W3C home > Mailing lists > Public > site-comments@w3.org > July 2000

Re: My thoughts on the w3.org site redesign

From: Jeff Bailey <jbailey@nisa.net>
Date: Sat, 1 Jul 2000 11:22:49 -0700
Message-ID: <20000701112249.G3738@sparky.nisa.net>
To: Ian Jacobs <ij@w3.org>, Jeff Bailey <jbailey@nisa.net>
Cc: site-comments@w3.org
On Sat, Jul 01, 2000 at 02:16:57PM -0400, Ian Jacobs wrote:
> Jeff Bailey wrote:
> > 
> > Hello!  I like the new colour scheme that you guys have picked, and the
> > way you've broken the page up into 2 pieces with a colour difference.
> > However, I think you guys have overlooked the reason why people come to
> > your site.
> > 
> > When I come to your site, it's typically to look at current standards to
> > get information or to find some details.  The old site had all of the
> > current standards broken down intelligently in the upper right hand
> > corner.  Now, I have to scroll down 
> Actually, if you click on "keywords", you should go right to the
> blob...
> > and read a "blob" of information to
> > try and find the spec that I'm looking for.  
> People have requested that links be organized in a number of ways,
> including
> sorted by domain, sorted alphabetically. We've had them sorted by
> domain for quite some time, but for people unfamiliar with the domain
> organization, they have had to go through the list to find what they
> want.

I guess it's not so much the order that bothers me (I'll get used to 
anything eventually! <grin>), but the fact that it's now a jumble of text 
that takes *alot* of work to read.  I feel like there's a barrier now 
betweem me and the information because I need to look at a bunch of 
acronyms in order until I find the one I'm looking for.
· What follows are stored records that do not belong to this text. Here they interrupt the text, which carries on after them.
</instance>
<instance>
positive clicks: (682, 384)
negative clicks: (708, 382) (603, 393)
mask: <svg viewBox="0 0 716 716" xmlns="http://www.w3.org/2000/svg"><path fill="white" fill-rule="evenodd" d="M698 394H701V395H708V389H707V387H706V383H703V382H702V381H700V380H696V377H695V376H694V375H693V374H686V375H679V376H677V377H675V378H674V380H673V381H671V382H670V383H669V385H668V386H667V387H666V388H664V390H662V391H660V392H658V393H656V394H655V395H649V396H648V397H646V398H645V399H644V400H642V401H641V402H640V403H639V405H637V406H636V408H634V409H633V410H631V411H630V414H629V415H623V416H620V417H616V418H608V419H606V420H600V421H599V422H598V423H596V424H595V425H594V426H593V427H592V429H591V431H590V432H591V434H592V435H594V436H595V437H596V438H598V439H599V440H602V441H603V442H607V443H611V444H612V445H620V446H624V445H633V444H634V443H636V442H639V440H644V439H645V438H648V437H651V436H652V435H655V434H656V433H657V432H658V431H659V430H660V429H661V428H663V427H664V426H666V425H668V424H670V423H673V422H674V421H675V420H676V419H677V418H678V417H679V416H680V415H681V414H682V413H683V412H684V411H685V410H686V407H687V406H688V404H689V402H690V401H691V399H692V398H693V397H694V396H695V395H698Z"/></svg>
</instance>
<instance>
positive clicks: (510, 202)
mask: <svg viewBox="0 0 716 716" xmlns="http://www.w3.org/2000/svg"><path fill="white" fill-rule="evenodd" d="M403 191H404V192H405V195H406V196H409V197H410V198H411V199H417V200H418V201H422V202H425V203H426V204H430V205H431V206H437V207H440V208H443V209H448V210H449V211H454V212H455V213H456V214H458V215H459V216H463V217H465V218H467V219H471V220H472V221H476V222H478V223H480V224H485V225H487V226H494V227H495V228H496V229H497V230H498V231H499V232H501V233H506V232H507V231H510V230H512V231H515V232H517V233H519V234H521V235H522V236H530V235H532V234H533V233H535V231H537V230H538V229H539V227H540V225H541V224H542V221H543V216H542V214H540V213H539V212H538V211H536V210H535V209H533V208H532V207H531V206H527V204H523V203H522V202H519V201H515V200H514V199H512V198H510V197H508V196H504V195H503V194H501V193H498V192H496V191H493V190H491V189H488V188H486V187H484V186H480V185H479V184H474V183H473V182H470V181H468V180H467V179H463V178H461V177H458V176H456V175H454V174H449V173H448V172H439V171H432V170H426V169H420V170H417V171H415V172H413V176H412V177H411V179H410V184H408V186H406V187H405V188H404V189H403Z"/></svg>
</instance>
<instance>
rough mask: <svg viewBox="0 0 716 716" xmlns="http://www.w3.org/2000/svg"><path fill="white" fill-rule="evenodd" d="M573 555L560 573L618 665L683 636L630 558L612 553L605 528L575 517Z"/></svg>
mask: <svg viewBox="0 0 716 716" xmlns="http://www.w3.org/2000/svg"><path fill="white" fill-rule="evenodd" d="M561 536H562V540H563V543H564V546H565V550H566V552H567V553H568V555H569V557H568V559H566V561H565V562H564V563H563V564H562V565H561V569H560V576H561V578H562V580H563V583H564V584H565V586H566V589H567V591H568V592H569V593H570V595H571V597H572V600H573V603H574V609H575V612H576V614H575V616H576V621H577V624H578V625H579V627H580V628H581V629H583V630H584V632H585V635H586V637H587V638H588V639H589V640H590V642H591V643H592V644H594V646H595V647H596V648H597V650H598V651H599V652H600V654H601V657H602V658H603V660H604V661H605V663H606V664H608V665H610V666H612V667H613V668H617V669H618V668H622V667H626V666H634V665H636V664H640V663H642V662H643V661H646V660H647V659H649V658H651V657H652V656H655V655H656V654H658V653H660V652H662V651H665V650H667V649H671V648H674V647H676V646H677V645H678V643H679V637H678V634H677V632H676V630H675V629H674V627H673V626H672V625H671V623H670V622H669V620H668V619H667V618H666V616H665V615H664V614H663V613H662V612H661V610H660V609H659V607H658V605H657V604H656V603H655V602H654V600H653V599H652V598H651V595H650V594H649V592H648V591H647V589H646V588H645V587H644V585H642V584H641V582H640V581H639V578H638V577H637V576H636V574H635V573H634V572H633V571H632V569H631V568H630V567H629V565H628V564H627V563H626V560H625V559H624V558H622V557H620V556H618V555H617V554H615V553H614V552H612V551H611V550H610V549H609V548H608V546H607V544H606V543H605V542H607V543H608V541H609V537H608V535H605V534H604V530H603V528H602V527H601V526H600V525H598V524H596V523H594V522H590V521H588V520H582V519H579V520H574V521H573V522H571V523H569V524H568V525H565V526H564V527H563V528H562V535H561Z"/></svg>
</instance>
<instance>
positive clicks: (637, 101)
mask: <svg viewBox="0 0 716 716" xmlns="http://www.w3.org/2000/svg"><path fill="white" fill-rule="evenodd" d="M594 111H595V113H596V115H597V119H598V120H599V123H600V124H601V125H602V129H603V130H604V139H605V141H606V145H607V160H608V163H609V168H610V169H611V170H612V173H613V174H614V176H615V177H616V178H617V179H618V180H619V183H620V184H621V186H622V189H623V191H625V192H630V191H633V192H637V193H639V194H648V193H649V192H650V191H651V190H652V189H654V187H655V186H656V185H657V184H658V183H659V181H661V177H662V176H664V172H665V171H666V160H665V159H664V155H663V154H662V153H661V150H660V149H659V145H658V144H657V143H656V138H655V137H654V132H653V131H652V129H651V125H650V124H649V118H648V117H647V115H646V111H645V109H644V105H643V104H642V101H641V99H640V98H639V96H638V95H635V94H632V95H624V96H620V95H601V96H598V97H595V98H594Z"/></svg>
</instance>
The domain organization page is nice, but large so it doesn't serve the 
same purpose as the original.

> Thank you for taking the time to send comments. Since the page is
> fresh, we'll let comments accumulate a bit before we make any changes.

That's fine.  I just wanted you guys to know what I liked and didn't like.

"It is easy to be blinded to the essential uselessness of computers by
the sense of accomplishment you get from getting them to work at all."